As with anything, it is balance that we should seek to find. I will often point to the principle of finding balance as it is foundational in anything we choose to do.  There is a balanced way to address our kids that shows both compassion and firmness.  And why, you may ask, are more parents not doing this? Two reasons: 1. People repeat the patterns they know, so if this is how their parents were, you can bet they will be the same way and 2. It’s hard to strike a balance between these two values.  This is because a parent is now responsible for both withholding what their child wants and empathizing about how hard it must be not to have it.  Sound cruel?  It can be, when done with malice.  When done with love, a parent is able to vulnerably show their child the hurt they (the parent) feel by not giving them what they want while calmly remaining firm on the boundary.  This creates safety for the child and teaches them the lesson that actions have consequences.  They may not now, but someday they will appreciate this, both for how it positively molded them and how difficult it was.

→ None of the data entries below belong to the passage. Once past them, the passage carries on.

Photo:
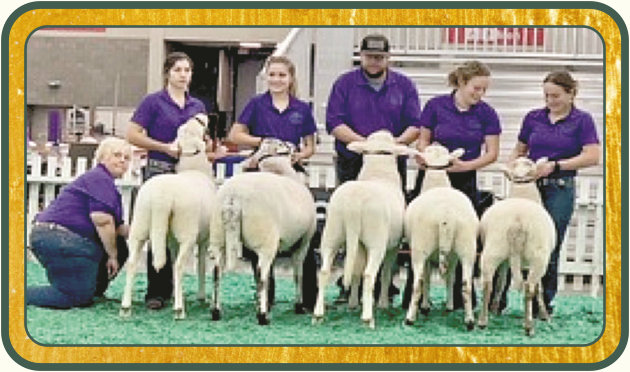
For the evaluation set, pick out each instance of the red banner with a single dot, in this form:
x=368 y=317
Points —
x=499 y=36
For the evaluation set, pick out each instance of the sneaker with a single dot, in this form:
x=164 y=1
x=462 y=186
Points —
x=155 y=303
x=343 y=296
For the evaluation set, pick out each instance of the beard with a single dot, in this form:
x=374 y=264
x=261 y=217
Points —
x=374 y=75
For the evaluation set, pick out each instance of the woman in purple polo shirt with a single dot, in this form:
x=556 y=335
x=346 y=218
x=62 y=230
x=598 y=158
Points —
x=154 y=127
x=567 y=136
x=461 y=120
x=278 y=113
x=80 y=237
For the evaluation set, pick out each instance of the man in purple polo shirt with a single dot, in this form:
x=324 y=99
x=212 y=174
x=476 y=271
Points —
x=154 y=127
x=368 y=99
x=365 y=100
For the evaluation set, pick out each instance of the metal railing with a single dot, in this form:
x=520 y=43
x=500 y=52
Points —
x=581 y=261
x=548 y=42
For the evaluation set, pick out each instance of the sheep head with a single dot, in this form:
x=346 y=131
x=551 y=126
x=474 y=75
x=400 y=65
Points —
x=522 y=169
x=381 y=142
x=273 y=155
x=438 y=156
x=190 y=135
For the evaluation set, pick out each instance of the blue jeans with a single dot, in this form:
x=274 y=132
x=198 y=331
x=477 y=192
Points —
x=559 y=200
x=71 y=262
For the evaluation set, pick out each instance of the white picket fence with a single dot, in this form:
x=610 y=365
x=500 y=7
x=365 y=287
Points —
x=581 y=265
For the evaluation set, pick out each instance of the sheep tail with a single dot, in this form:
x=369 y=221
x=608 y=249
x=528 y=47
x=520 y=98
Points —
x=231 y=213
x=517 y=240
x=446 y=235
x=352 y=226
x=160 y=222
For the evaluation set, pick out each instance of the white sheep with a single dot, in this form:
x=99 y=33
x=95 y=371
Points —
x=440 y=223
x=367 y=216
x=173 y=212
x=520 y=230
x=268 y=212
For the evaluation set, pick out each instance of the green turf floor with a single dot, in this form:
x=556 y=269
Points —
x=577 y=320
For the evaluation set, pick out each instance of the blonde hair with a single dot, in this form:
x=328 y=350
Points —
x=467 y=71
x=290 y=66
x=109 y=146
x=564 y=80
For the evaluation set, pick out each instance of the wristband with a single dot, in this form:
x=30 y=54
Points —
x=556 y=167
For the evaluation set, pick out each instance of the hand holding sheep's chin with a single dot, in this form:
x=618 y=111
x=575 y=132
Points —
x=421 y=163
x=545 y=169
x=297 y=156
x=123 y=230
x=172 y=150
x=459 y=166
x=112 y=267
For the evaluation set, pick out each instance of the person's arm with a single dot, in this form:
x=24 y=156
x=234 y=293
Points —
x=588 y=157
x=408 y=136
x=136 y=135
x=106 y=229
x=521 y=149
x=239 y=134
x=308 y=149
x=488 y=156
x=343 y=133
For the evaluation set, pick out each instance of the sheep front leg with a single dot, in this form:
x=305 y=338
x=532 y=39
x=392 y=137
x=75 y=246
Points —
x=132 y=265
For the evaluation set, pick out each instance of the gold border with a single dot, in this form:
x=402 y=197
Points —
x=32 y=19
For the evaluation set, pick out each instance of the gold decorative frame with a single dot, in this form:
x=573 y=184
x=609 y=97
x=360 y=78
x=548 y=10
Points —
x=26 y=352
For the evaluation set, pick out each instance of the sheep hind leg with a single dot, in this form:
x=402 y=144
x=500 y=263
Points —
x=179 y=306
x=487 y=273
x=374 y=260
x=216 y=299
x=328 y=255
x=135 y=246
x=469 y=318
x=530 y=289
x=386 y=278
x=201 y=272
x=262 y=288
x=298 y=274
x=418 y=273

For an example, I’ll point to the idea of privileges.  As kids, our parents give us things with the understanding that, if we don’t abide by the rules of the house, we will lose them.  This is a great system as it replicates the adult world (jobs/relationships) and trains us with an understanding of how this might work in the future.  So, when given the most coveted privilege of adolescence, the cell phone, many young people are thrilled.  In the event that major rules are broken, however, this privilege may be taken away.  To be balanced in your approach, calmly bring up with your child that a significant rule has been broken and, as a result, you will be taking away their phone for a specified amount of time.  Are they yelling? Telling you that they hate you?  Screaming that they are going to run away?  Calmly let them know that you know this is a bummer for them and that they can earn the phone back in no time by making the choice to follow the rules.  They won’t give it to you?  Let them know you’ll shut off service, change the Wi-Fi password and that each day they keep it adds two days to the amount of time it will be taken away.  Do this with respect of the fact that you are taking away their most prized possession.  Don’t belittle their relationship with their phone and don’t threaten more time for yelling or being upset.  Let them know that you understand why they are upset and that you still have to take away the phone.  Do this consistently and your child may begin to feel safe enough to display their deepest emotions with you instead of at you.